Heterozygous carriers of the sickle cell gene, although suffering a number of
difficulties (e.g., poor urine-concentrating ability, occasional episodes of renal
papillary necrosis with hematuria), have normal life expectancies and are virtually
free of any significant consequences of their heterozygous state.
An effective screening test—the sickle cell preparation—is widely available. It
identifies the child with at least 20% Hgb S. It is not useful for distinguishing sickle
cell disease from the heterozygous sickle cell trait. Additionally, it may fail to detect a
hemoglobinopathy related to a hemoglobin other than hemoglobin S, and it may also
fail to detect a neonate who has not yet started to synthesize significant amounts of
hemoglobin SS.
Hemoglobin C Disease: Though less common than sickle cell disease, disease
associated with Hgb C is not rare in the African-American population. As in sickle cell
disease, Hgb C disease occurs because of one amino acid change. The change, again
like Hgb S, is at the sixth position of the β -chain but is a lysine rather than a valine
replacement. In its homozygous form, Hgb C disease is a mild disorder characterized
by hemolytic anemia and splenomegaly.

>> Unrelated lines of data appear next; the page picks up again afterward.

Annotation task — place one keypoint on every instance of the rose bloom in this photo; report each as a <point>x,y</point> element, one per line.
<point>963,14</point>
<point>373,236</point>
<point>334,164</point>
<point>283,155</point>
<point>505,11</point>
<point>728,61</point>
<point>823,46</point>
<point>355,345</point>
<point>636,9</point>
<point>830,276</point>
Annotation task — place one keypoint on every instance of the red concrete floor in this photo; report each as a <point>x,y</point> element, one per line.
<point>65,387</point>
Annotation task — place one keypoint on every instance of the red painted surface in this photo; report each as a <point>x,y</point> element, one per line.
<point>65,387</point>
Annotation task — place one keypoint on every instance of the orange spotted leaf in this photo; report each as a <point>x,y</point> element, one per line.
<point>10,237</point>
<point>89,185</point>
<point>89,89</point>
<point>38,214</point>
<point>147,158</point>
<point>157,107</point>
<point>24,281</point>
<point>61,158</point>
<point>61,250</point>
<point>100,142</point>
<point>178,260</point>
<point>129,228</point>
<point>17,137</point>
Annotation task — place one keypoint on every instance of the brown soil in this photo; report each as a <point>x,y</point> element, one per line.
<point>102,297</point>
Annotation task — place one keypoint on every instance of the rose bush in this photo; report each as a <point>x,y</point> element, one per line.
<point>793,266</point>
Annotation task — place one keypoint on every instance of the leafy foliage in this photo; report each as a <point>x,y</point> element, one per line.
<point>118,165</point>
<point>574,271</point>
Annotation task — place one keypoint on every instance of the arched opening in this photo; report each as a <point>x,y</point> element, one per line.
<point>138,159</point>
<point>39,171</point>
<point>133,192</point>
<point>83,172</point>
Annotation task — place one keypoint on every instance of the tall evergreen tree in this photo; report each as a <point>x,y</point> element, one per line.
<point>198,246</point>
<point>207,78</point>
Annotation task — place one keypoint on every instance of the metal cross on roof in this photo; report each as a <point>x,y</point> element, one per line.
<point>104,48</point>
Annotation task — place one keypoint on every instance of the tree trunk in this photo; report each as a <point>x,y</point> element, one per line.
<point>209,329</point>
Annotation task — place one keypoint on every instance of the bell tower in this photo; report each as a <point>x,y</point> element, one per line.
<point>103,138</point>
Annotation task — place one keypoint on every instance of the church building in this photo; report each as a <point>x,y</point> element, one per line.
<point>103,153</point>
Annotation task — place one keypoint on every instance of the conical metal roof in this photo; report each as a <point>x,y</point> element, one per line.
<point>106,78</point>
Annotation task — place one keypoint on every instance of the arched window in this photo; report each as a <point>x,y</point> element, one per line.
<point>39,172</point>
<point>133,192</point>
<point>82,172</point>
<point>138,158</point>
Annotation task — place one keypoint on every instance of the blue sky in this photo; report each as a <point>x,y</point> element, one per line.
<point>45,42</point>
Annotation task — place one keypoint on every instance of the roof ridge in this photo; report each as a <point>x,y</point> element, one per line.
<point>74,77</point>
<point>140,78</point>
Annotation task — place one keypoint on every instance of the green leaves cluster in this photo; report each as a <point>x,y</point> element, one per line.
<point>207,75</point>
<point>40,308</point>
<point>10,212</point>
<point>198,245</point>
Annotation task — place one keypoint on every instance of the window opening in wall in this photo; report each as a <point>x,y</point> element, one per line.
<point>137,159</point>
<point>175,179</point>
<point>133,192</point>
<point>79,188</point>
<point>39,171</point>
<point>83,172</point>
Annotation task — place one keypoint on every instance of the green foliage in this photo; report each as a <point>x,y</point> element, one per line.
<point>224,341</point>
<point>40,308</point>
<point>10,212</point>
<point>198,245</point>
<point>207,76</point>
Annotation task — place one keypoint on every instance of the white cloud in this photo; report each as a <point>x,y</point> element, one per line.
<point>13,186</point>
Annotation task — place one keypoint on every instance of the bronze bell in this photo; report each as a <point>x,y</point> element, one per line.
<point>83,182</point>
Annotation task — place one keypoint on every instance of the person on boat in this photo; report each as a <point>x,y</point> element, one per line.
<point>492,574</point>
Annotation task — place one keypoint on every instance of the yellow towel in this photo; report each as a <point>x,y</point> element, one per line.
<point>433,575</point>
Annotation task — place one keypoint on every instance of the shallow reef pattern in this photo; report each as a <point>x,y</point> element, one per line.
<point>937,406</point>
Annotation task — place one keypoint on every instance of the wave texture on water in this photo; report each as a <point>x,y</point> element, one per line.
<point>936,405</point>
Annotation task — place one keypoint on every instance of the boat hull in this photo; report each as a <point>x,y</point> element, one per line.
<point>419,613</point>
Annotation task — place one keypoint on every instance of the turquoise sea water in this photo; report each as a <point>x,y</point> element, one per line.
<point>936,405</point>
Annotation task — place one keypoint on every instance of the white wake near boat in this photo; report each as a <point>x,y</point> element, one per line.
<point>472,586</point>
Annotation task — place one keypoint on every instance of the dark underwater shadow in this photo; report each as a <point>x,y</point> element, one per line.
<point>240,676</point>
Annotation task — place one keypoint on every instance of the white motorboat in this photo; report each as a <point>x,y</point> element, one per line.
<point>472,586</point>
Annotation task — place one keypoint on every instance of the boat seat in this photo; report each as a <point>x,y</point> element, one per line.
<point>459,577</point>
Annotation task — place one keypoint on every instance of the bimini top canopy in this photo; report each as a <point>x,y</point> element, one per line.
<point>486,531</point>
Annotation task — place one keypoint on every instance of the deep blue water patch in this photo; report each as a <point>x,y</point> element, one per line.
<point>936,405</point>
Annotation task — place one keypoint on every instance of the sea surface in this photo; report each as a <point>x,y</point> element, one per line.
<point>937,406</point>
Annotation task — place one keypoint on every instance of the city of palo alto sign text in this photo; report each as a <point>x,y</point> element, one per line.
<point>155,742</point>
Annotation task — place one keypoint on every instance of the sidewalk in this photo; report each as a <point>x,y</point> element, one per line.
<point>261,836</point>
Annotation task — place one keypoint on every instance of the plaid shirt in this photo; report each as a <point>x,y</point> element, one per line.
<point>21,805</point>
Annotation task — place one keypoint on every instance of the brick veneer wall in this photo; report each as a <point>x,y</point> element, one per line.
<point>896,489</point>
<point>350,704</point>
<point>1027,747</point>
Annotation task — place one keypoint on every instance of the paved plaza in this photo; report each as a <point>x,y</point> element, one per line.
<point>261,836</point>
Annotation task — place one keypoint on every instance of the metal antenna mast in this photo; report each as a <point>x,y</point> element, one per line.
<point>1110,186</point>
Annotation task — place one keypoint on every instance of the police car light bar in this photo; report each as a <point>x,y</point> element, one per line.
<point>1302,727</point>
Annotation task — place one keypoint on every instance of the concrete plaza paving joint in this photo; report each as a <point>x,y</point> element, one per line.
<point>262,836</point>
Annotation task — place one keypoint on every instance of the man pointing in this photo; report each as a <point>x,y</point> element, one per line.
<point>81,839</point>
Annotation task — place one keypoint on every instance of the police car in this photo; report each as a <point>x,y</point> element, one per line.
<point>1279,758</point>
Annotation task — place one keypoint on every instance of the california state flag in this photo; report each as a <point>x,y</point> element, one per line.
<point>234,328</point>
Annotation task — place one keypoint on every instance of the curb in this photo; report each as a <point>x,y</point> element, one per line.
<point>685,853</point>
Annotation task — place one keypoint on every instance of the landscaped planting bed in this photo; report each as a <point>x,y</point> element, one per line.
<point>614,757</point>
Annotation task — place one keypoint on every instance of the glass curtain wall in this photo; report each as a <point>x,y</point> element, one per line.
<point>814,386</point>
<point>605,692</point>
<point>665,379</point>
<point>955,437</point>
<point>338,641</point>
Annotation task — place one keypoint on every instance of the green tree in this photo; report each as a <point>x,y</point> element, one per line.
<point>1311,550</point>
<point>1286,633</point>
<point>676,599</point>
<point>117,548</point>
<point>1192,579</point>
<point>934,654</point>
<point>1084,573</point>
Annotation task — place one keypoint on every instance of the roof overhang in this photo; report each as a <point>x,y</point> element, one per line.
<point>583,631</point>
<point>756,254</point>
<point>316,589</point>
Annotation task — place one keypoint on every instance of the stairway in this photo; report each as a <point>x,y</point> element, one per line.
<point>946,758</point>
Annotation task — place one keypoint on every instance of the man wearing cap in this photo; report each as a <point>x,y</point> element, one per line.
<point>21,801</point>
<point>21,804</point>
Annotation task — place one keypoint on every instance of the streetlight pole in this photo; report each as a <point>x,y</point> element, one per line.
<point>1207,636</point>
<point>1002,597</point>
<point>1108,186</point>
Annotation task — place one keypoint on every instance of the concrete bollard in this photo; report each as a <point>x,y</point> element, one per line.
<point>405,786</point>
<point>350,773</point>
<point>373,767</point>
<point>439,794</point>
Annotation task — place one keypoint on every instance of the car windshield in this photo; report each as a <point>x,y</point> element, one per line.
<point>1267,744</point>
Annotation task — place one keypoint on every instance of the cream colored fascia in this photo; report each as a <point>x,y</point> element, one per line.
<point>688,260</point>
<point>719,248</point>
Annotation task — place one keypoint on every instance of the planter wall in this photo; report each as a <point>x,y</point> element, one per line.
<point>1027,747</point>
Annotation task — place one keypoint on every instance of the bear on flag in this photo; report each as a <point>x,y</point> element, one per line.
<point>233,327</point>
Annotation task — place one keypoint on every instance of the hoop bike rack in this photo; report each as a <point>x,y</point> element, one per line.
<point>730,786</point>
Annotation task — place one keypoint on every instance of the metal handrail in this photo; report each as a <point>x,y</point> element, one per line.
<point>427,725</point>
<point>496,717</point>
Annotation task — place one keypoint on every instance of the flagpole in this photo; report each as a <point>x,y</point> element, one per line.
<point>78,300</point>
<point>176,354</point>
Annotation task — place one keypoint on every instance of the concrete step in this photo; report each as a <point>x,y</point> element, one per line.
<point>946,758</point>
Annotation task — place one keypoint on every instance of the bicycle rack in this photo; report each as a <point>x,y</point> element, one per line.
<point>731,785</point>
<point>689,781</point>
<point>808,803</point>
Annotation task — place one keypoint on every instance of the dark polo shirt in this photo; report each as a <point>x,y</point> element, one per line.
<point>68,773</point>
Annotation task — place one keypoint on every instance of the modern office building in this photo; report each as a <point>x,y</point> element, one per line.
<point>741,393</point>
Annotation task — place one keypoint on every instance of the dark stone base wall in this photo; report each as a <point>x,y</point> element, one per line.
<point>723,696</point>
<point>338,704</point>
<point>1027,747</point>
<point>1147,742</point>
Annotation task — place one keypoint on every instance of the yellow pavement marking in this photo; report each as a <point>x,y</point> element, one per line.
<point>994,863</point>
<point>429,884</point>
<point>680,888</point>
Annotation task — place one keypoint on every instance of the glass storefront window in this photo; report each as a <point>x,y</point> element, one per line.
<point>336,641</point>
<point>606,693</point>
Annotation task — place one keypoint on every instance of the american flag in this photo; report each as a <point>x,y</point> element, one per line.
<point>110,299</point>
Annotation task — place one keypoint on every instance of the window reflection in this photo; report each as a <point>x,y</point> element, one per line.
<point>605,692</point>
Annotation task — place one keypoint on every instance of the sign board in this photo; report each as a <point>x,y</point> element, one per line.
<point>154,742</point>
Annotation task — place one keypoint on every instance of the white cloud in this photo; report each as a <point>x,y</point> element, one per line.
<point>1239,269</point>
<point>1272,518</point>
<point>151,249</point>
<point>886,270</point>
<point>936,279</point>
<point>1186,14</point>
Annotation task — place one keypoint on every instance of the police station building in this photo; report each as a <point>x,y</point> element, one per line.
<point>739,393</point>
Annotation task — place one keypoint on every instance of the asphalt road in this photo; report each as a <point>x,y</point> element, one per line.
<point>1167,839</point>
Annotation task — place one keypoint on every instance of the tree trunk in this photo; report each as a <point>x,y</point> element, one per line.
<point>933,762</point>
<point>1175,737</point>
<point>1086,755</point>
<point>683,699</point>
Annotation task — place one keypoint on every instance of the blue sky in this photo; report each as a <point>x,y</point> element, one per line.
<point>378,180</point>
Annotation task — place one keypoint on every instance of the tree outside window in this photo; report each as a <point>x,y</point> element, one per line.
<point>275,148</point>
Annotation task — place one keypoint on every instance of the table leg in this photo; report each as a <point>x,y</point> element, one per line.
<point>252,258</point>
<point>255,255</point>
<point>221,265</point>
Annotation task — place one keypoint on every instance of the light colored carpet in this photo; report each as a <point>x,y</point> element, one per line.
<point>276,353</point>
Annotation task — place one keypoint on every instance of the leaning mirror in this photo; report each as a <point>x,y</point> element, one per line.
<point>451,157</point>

The tendency of Hgb C to aggregate into
precipitates is responsible for the characteristic target (actually a pseudotarget; see
Fig. 11-25B) morphology of the Hgb C homozygous and Hgb C trait (heterozygous)
cells on the peripheral blood smear. Vaso-occlusive phenomena are not associated
with this disease, although target cells are formed on the dried peripheral blood
smear. However, Hgb C, when paired in a double heterozygous state with Hgb S,
results in Hgb SC disease (see Fig. 11-27) and is associated with vaso-occlusive
phenomena, though less severe than Hgb SS.